Before commencing our investigation, it is helpful to introduce some improved notation. Let the $\psi_i$ be a complete set of eigenstates of the Hamiltonian, $H$, corresponding to the eigenvalues $E_i$: i.e.,

$$H \psi_i = E_i \psi_i.$$ (855)

Now, we expect the $\psi_i$ to be orthonormal (see Sect. 4.9). In one dimension, this implies that

$$\int_{-\infty}^\infty \psi_i^\ast \psi_j dx = \delta_{ij}.$$ (856)

In three dimensions (see Cha. 7), the above expression generalizes to

$$\int_{-\infty}^\infty \int_{-\infty}^\infty \int_{-\infty}^\infty \psi_i^\ast \psi_j dx dy dz = \delta_{ij}.$$ (857)

Finally, if the $\psi_i$ are spinors (see Cha. 10) then we have

$$\psi_i^\dag \psi_j = \delta_{ij}.$$ (858)

The generalization to the case where $\psi$ is a product of a regular wavefunction and a spinor is fairly obvious. We can represent all of the above possibilities by writing

$$\langle \psi_i\vert\psi_j\rangle \equiv \langle i\vert j\rangle = \delta_{ij}.$$ (859)

Here, the term in angle brackets represents the integrals in Eqs. (856) and (857) in one- and three-dimensional regular space, respectively, and the spinor product (858) in spin-space. The advantage of our new notation is its great generality: i.e., it can deal with one-dimensional wavefunctions, three-dimensional wavefunctions, spinors, etc.

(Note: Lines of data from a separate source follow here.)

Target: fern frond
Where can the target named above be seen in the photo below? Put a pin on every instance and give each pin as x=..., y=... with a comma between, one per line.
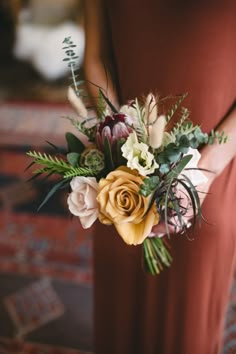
x=52, y=164
x=221, y=137
x=79, y=171
x=140, y=127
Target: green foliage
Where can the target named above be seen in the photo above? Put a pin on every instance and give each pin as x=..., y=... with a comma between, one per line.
x=55, y=165
x=73, y=158
x=109, y=163
x=156, y=255
x=74, y=144
x=140, y=128
x=79, y=171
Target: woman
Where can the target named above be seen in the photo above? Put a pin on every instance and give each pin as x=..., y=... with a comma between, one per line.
x=169, y=47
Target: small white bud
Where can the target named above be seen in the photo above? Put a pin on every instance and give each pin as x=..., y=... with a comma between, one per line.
x=150, y=109
x=157, y=132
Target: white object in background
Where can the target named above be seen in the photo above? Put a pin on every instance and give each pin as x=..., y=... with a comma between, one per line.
x=42, y=47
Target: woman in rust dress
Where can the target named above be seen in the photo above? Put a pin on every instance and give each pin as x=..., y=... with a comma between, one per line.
x=169, y=47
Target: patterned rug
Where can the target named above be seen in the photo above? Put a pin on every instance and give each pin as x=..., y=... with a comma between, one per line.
x=46, y=252
x=45, y=266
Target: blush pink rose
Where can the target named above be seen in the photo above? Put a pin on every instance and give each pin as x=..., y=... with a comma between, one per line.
x=82, y=200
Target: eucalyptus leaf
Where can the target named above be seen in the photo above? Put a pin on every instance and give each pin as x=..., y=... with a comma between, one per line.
x=74, y=144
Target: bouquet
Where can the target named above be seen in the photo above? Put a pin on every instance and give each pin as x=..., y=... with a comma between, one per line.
x=133, y=170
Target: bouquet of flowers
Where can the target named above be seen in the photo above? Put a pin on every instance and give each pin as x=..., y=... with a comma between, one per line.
x=134, y=169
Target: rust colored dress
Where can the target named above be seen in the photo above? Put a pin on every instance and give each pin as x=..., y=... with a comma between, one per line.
x=172, y=47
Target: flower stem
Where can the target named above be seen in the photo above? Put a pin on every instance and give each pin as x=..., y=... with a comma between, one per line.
x=156, y=255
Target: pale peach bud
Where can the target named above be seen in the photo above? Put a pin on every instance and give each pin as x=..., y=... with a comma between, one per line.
x=150, y=109
x=157, y=132
x=77, y=103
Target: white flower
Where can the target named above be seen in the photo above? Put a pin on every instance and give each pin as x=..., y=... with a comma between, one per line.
x=157, y=132
x=77, y=103
x=131, y=115
x=191, y=170
x=82, y=200
x=150, y=109
x=138, y=156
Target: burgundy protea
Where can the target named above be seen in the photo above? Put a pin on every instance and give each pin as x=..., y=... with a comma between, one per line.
x=114, y=127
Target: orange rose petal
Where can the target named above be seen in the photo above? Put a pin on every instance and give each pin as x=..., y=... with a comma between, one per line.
x=134, y=234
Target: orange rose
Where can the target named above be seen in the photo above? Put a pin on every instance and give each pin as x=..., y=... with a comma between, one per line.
x=121, y=204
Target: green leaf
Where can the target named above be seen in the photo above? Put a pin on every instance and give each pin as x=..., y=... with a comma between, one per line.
x=73, y=158
x=196, y=196
x=174, y=173
x=74, y=144
x=52, y=192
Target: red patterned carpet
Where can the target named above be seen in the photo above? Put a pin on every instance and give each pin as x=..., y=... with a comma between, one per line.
x=45, y=266
x=45, y=257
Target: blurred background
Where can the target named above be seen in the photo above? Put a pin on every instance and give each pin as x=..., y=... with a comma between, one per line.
x=45, y=257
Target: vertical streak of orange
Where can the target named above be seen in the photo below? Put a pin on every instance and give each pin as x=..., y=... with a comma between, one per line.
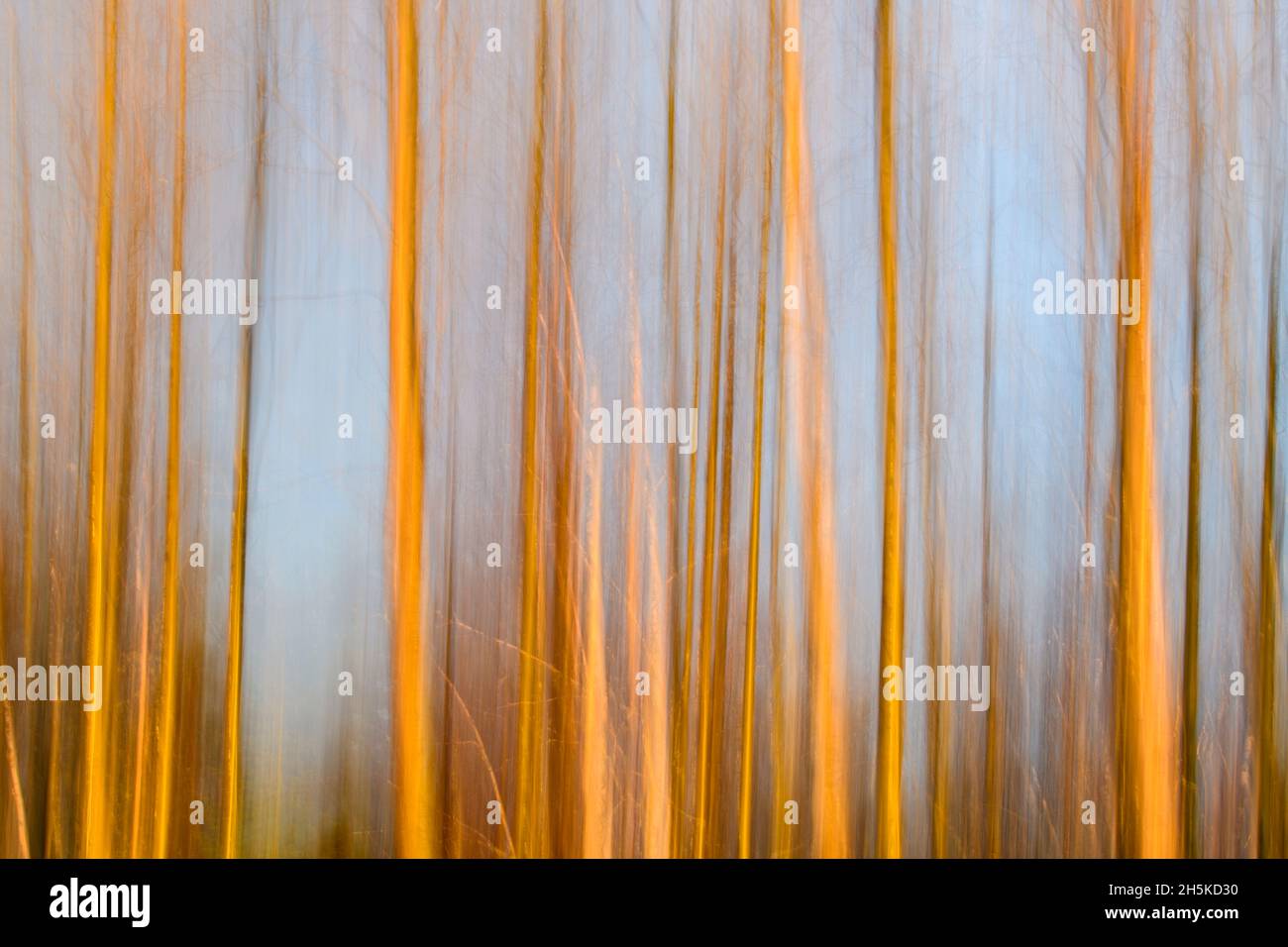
x=95, y=831
x=412, y=835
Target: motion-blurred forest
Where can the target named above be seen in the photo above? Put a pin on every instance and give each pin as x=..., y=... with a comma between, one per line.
x=362, y=583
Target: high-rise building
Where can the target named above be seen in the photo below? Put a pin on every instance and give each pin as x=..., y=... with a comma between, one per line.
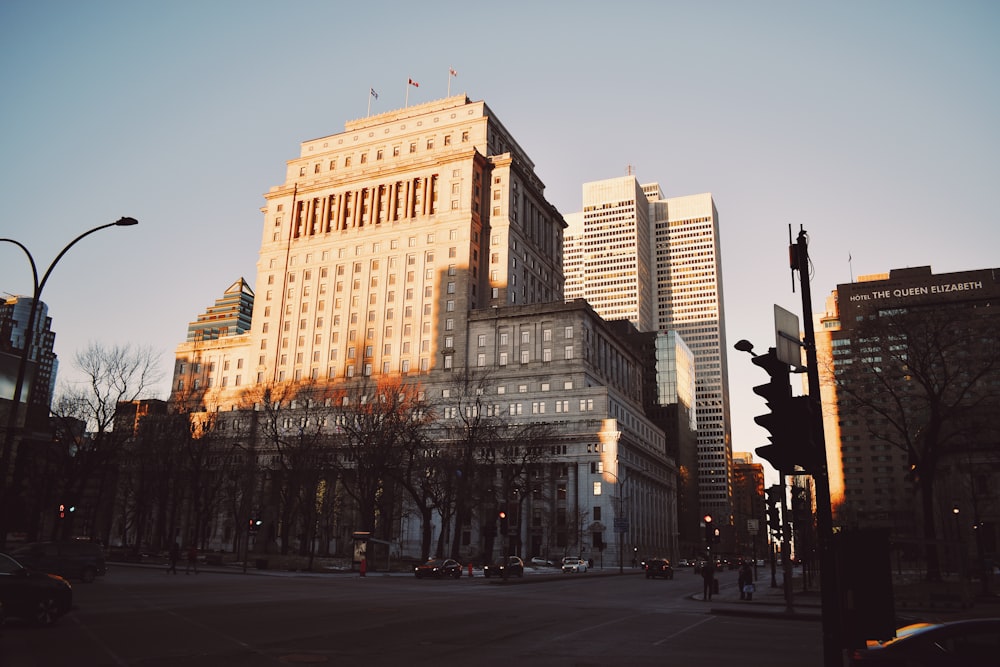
x=229, y=316
x=418, y=244
x=608, y=252
x=687, y=268
x=43, y=363
x=656, y=261
x=872, y=477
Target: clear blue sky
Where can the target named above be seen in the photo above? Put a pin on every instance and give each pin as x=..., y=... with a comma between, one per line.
x=873, y=124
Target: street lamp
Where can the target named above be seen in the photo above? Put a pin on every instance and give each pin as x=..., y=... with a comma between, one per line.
x=621, y=520
x=29, y=334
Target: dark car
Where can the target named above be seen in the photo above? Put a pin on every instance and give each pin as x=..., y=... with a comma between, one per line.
x=659, y=567
x=32, y=595
x=438, y=568
x=72, y=559
x=970, y=643
x=508, y=566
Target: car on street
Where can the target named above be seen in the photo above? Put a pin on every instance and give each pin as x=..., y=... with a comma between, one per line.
x=438, y=568
x=659, y=567
x=32, y=595
x=508, y=566
x=71, y=559
x=967, y=643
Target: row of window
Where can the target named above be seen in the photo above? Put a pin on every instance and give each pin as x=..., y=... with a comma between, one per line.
x=396, y=151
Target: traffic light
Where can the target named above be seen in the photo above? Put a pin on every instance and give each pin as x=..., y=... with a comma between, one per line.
x=774, y=503
x=778, y=394
x=793, y=422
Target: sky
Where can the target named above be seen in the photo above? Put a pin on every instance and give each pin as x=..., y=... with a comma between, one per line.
x=871, y=125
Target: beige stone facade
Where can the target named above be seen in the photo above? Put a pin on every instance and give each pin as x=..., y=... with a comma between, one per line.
x=418, y=243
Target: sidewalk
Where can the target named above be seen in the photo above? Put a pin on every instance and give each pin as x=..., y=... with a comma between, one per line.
x=767, y=601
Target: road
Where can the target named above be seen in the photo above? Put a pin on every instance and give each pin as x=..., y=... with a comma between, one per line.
x=144, y=617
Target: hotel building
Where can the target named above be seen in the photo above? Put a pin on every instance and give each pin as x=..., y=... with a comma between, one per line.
x=870, y=480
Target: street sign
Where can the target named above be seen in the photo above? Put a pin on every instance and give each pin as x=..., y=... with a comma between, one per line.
x=787, y=337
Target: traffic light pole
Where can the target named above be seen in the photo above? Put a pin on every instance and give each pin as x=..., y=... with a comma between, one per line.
x=832, y=643
x=786, y=551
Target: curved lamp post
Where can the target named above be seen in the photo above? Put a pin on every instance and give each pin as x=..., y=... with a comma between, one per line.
x=29, y=334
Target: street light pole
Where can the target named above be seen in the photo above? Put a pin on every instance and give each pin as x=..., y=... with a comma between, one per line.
x=29, y=334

Expanding a general wavefunction, $\psi_a$, in terms of the energy eigenstates, $\psi_i$, we obtain

$$\psi_a = \sum_i c_i \psi_i.$$ (860)

In one dimension, the expansion coefficients take the form (see Sect. 4.9)

$$c_i = \int_{-\infty}^\infty\psi_i^\ast \psi_a dx,$$ (861)

whereas in three dimensions we get

$$c_i = \int_{-\infty}^\infty\int_{-\infty}^\infty\int_{-\infty}^\infty\psi_i^\ast \psi_a dx dy dz.$$ (862)

Finally, if $\psi$ is a spinor then we have

$$c_i = \psi_i^\dag \psi_a.$$ (863)

We can represent all of the above possibilities by writing

$$c_i =\langle\psi_i\vert\psi_a\rangle\equiv \langle i\vert a\rangle.$$ (864)

The expansion (860) thus becomes

$$\psi_a = \sum_i\langle\psi_i\vert\psi_a\rangle \psi_i\equiv \sum_i \langle i\vert a\rangle \psi_i.$$ (865)

Incidentally, it follows that

$$\langle i\vert a\rangle^\ast=\langle a\vert i\rangle.$$ (866)

Finally, if $A$ is a general operator, and the wavefunction $\psi_a$ is expanded in the manner shown in Eq. (860), then the expectation value of $A$ is written (see Sect. 4.9)

$$\langle A\rangle = \sum_{i,j} c_i^\ast c_j A_{ij}.$$ (867)

Here, the $A_{ij}$ are unsurprisingly known as the matrix elements of $A$. In one dimension, the matrix elements take the form

$$A_{ij} = \int_{-\infty}^\infty\psi_i^\ast A \psi_j dx,$$ (868)

whereas in three dimensions we get

$$A_{ij} = \int_{-\infty}^\infty\int_{-\infty}^\infty\int_{-\infty}^\infty\psi_i^\ast A \psi_j dx dy dz.$$ (869)

Finally, if $\psi$ is a spinor then we have

$$A_{ij}=\psi_i^\dag A \psi_j.$$ (870)

We can represent all of the above possibilities by writing

$$A_{ij}=\langle \psi_i\vert A\vert\psi_j\rangle \equiv \langle i\vert A\vert j\rangle.$$ (871)

The expansion (867) thus becomes

$$\langle A\rangle \equiv\langle a\vert A\vert a\rangle= \sum_... ...rangle \langle i\vert A\vert j\rangle \langle j\vert a\rangle.$$ (872)

Incidentally, it follows that [see Eq. (194)]

$$\langle i\vert A\vert j\rangle^\ast=\langle j\vert A^\dag \vert i\rangle.$$ (873)

Finally, it is clear from Eq. (872) that

$$\sum_{i} \vert i\rangle \langle i\vert \equiv 1,$$ (874)

where the $\psi_i$ are a complete set of eigenstates, and 1 is the identity operator.